Egypt, organized and tactically disciplined, had a different calculation in mind. And when Emam Ashour settled the ball and launched a drive from outside the penalty area in the 20th minute that found the back of the Belgian net, the Pharaohs announced themselves to a tournament that perhaps hadn't been paying close enough attention.
Ashour: 30 Caps, First International Goal
Emam Ashour had represented Egypt on 30 occasions without scoring an international goal. The wait ended in the 20th minute of a World Cup match against one of the continent's strongest sides — a moment that will define a career regardless of what happens next. His strike from outside the area was ferocious and precise, the kind of goal that leaves goalkeepers with no realistic option beyond watching it cross the line.
The Egyptian celebrations were genuine and emotional. For a nation that has waited decades to return to the World Cup stage and has historically underperformed relative to their continental stature, a goal against Belgium in the first group match means something beyond the scoreline alone.
Belgium's Frustration
The problem for Belgium was that Egypt's defensive block, organized and disciplined in its structure, gave them very little to work with. De Bruyne probed. Lukaku sought service. The supporting midfielders and wide players looked for openings. Egypt's back lines absorbed every wave of Belgian pressure and continued to defend with the kind of collective intelligence that comes from a coherent tactical identity.

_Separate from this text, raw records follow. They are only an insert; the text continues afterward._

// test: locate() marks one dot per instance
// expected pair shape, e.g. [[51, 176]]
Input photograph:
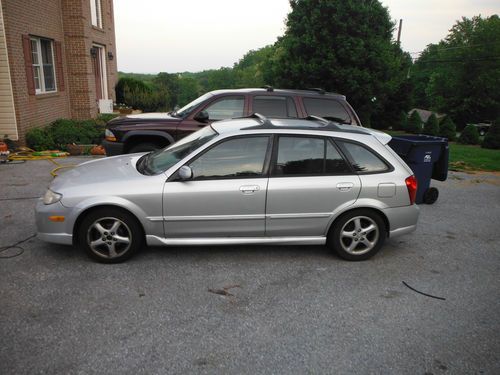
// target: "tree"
[[447, 129], [492, 138], [460, 74], [414, 123], [343, 46], [431, 127], [469, 136]]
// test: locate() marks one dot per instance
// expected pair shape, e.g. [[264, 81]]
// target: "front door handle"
[[249, 189], [345, 186]]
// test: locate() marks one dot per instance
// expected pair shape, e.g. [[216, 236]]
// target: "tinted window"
[[226, 108], [363, 159], [306, 156], [237, 157], [335, 163], [326, 108], [274, 106]]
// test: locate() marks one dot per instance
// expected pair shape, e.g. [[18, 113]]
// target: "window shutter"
[[28, 64], [59, 70]]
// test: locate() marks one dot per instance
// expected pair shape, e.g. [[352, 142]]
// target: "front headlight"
[[50, 197]]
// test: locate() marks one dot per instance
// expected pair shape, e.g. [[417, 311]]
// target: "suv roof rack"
[[317, 89]]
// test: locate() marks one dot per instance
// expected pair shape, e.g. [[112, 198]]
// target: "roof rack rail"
[[317, 89]]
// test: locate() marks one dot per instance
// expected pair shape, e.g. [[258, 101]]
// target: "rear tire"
[[110, 235], [144, 147], [357, 235]]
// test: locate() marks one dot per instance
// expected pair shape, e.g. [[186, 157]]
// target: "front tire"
[[357, 235], [110, 235]]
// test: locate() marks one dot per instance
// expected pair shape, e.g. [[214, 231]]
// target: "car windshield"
[[190, 106], [159, 161]]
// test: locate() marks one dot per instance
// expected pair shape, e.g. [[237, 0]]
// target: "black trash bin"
[[427, 156]]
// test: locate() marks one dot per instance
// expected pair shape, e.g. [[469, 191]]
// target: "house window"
[[42, 55], [96, 13]]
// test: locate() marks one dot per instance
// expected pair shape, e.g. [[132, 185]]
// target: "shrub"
[[469, 136], [447, 129], [492, 138], [147, 101], [39, 139], [403, 121], [131, 84], [431, 127], [414, 123]]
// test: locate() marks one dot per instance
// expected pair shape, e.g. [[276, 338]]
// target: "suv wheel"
[[143, 147], [357, 235], [110, 235]]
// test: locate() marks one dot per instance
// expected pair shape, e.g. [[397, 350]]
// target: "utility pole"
[[399, 29]]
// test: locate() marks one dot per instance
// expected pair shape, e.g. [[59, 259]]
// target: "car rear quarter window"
[[308, 156], [364, 160], [226, 108], [234, 158], [326, 108], [274, 106]]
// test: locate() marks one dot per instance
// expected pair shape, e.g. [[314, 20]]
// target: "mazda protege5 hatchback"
[[243, 181]]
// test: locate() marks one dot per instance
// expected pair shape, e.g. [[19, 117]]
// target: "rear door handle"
[[249, 189], [345, 186]]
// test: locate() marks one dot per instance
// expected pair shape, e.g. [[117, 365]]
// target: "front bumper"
[[113, 148], [54, 232], [402, 220]]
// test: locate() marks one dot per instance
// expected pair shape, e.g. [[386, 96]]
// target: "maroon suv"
[[150, 131]]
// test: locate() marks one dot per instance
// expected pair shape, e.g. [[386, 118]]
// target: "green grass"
[[465, 157]]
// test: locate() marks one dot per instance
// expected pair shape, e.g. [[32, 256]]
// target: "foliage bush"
[[447, 129], [469, 136], [40, 139], [62, 132], [492, 138], [130, 83], [414, 123], [431, 127]]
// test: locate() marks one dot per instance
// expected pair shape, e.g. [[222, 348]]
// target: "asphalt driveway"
[[286, 310]]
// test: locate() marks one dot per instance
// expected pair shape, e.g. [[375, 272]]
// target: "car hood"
[[94, 174]]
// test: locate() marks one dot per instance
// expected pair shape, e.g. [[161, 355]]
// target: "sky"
[[193, 35]]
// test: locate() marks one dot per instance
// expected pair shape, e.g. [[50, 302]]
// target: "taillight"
[[411, 184]]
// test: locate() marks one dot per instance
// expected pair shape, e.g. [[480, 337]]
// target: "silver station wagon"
[[244, 181]]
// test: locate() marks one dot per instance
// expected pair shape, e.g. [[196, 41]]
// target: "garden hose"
[[25, 153]]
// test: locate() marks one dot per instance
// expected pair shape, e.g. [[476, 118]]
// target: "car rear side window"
[[327, 108], [225, 108], [234, 158], [364, 160], [274, 106], [308, 156]]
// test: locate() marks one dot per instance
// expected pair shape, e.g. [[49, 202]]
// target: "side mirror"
[[202, 116], [185, 173]]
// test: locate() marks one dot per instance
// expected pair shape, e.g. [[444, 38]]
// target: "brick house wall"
[[69, 23]]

When the equalizer eventually came, it did not arrive from a moment of Belgian brilliance. An own goal — the most deflating way for the deadlock to break from a narrative standpoint — leveled the match. Belgium were relieved rather than encouraged. A team that expected to dominate had to rely on the opposition's misfortune rather than their own quality.
Group G: Wide Open
The draw leaves Group G in a state that nobody predicted before the tournament. Belgium, considered a near-certain group winner, drop points in their opener. Egypt, considered the group's weakest realistic challenger, earn a point against Europe's elite. The remaining fixtures — Iran and New Zealand also compete in this group — are no longer formalities for anyone.
Belgium's next performance must be significantly more convincing. A team with De Bruyne and Lukaku in the same starting eleven should not require an own goal to equalize against an opponent they outrank by every FIFA metric available. Whether their sluggish opener was a tactical issue, an intensity issue, or simply a bad day, they cannot afford a repeat if they intend to go deep into this tournament.
Egypt, meanwhile, leave Seattle with a point that fully justifies their World Cup qualification. Their remaining group games will be contested with a confidence and purpose that this result has earned them the right to carry.